The Shanu Project – Illuminating Barriers

In May 2010, Harvard FXB launched the Shanu project in collaboration with the Indian Self Employed Women’s Association (SEWA), a women’s union with 1.2 million members. Named after an adolescent girl who committed suicide shortly before data collection for the project started, the project was designed to investigate the obstacles to secondary school educational access and success for rural adolescents, particularly girls, in the northwestern state of Gujarat. The research included a community assessment using quantitative survey and qualitative components, targeting adolescents and female care givers, as well as local teachers, across five villages. The survey gathered data on household profiles, community assumptions and expectations, availability and perceived quality of the economic and educational opportunities in the area, attitudes towards education and livelihoods as well as adolescent self- report data on educational attainment, daily routine and responsibility, attitudes and aspirations.

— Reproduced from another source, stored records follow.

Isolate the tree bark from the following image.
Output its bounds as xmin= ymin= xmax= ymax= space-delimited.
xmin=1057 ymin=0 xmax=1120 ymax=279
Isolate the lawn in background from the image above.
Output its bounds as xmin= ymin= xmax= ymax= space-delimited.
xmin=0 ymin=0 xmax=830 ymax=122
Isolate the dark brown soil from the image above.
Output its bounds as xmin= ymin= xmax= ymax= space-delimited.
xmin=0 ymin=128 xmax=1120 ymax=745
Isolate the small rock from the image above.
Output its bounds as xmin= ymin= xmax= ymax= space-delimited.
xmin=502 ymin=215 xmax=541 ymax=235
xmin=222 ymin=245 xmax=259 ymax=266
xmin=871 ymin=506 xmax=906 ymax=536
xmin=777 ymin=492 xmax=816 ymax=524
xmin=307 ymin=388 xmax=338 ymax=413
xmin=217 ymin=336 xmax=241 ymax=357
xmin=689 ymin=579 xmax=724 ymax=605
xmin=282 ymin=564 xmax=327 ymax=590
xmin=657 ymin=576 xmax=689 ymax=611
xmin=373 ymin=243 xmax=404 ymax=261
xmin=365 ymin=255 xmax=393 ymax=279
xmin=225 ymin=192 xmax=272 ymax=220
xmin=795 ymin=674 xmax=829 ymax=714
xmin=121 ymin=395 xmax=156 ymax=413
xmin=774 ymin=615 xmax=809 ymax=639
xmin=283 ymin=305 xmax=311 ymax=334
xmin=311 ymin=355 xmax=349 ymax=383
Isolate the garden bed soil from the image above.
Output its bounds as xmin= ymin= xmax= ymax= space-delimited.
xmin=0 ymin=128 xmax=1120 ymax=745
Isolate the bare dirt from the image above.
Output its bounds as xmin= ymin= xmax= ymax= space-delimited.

The team found that the situation of adolescent girls was one of grave concern.  At age 10, more than 90% of boys and girls attended school, yet by age 14, less than half of girls were in school. Advancement was found to be inhibited by a plethora of factors including discriminatory gender norms, economic insecurity and lack of infrastructure (e.g. accessible secondary schools, safe transport, and adequate instruction to achieve performance standards necessary for secondary school participation).

On the basis of the community assessment and subsequent village meetings, an adolescent educational intervention plan was devised in conjunction with teachers, villagers and education experts. The intervention included organization of group discussions addressing deleterious gender norms such as child marriage, of an after school tutoring program for adolescent students, and an educational bridge program for adolescent school drop outs.